During an interview on 2/24/11 at approximately 1115 with staff A, F, H and M all of which confirmed the above findings and lack of documentation. In addition, staff commented on the idea of charting by "exception". When staff M was questioned about what would be considered an "exception" to chart in a patients progress note she stated, "Any changes with patients condition, talking to doctor, phone calls in regards to patient, vent setting changes, changes in care plan..."

MEDICAL RECORD SERVICES

Tag No.: A0450

Based on observation, interview and record review, the facility failed to have complete restraint orders (type of restraint) for 4 of 5 patients (#8, #9, #10, #11) on restraints. Findings include:

Patient #8 was observed with bilateral wrist restraint and a mitt on her right hand. Record review realed that the physician had written an electronic order on 2/24/11, but had not specified what type of restraint to use. Patient #9 was observed with bilateral soft wrist restraints. Review of the medical record revealed that the patient had been on restraints since 2/12/11. Futher review of the hard copy and electronic records revealed that the patient had orders for restraints, but the orders failed to specify which restraints were to be used. Interview with the Nurse Manager #N and Clinical Infomatics Specialist #G verified that this documentation was lacking in the orders on 2/24/11 at approximately 1200.

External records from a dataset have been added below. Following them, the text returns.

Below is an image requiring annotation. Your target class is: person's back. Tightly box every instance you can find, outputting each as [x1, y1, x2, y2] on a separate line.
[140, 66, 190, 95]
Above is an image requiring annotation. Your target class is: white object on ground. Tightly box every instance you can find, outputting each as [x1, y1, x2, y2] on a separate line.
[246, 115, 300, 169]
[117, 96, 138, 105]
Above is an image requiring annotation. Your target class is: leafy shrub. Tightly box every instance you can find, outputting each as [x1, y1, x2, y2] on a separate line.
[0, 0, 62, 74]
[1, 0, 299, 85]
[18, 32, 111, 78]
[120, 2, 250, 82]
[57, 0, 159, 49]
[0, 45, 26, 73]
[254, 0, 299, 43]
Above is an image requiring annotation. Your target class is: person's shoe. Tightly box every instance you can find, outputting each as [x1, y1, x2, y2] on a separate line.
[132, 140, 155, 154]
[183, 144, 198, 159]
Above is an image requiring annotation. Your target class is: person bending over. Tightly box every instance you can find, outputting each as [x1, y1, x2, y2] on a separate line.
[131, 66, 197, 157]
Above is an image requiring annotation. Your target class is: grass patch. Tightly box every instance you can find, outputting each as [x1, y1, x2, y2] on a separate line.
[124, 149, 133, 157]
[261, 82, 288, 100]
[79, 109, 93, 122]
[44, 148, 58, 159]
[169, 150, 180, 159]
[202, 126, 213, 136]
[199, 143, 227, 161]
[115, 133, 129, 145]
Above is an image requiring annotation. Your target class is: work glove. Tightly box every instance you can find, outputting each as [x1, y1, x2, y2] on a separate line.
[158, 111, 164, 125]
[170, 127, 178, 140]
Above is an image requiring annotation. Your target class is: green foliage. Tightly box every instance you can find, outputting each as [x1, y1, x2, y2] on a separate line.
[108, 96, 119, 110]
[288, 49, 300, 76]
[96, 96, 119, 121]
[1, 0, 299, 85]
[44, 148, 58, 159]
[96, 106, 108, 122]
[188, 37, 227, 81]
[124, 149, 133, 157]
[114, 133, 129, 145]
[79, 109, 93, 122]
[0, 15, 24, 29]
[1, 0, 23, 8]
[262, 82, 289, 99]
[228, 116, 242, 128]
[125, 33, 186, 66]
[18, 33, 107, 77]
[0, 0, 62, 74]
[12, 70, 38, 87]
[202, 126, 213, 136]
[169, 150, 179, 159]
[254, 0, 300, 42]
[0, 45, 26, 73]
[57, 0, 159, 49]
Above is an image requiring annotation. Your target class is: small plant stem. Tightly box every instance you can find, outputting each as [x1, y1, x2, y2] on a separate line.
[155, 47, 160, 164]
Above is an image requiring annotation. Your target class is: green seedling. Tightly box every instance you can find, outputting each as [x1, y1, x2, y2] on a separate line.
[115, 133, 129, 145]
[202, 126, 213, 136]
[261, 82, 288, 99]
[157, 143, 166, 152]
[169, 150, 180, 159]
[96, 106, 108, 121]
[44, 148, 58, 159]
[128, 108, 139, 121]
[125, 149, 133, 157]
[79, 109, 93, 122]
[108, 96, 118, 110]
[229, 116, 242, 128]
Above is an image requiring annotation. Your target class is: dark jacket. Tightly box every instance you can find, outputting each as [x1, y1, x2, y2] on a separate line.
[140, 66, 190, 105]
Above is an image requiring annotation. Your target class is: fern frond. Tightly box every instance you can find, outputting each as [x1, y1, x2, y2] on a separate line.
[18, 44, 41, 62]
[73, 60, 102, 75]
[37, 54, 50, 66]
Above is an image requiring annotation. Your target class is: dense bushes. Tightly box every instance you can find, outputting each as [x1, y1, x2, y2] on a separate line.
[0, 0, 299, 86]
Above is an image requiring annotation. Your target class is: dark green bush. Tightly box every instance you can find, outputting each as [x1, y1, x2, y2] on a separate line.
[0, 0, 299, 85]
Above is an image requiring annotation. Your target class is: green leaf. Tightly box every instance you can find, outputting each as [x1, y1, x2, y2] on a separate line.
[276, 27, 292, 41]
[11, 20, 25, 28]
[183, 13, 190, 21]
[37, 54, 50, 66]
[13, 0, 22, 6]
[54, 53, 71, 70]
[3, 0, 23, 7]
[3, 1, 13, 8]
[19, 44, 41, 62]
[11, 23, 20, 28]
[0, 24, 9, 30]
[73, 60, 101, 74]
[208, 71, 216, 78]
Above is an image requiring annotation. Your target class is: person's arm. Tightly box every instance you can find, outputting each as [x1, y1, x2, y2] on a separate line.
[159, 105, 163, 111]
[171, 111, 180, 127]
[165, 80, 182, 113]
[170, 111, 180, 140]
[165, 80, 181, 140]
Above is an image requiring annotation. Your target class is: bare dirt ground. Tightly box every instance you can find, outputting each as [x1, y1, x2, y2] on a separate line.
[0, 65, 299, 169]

Patients #10 and #11 were also observed with soft wrist restraints on in the 4 East Unit (MICU). Record review revealed that they were also lacking complete restraint orders in that the type of restraints were not specified. Interview with the Nurse Manger #O and Clinical Infomatics Specialilst #G, on 2/24/11 at 1230, verified that specific restraint types were not documented.

CONTENT OF RECORD: FINAL DIAGNOSIS

Tag No.: A0469

Based on record review and interview, the facility failed to provide a final diagnosis for 1 of 5 (#1) discharged medical records and failed to complete over 600 records within 30 days following discharge. Findings include:

Patient #1 expired on 7/5/08. Review of the patient's Discharge Summary dated 7/25/08 failed to specify a final diagnosis; "??????" was documented.

Interview with the Director of Medical Information Services on 2/24/11 at approximately 1400 revealed that the facility had over 600 incomplete charts delinquent over 30 days. Review of the data sheet for the previeous month revealed that there were 1,129 medical records that had not been completed within 30 days of discharge.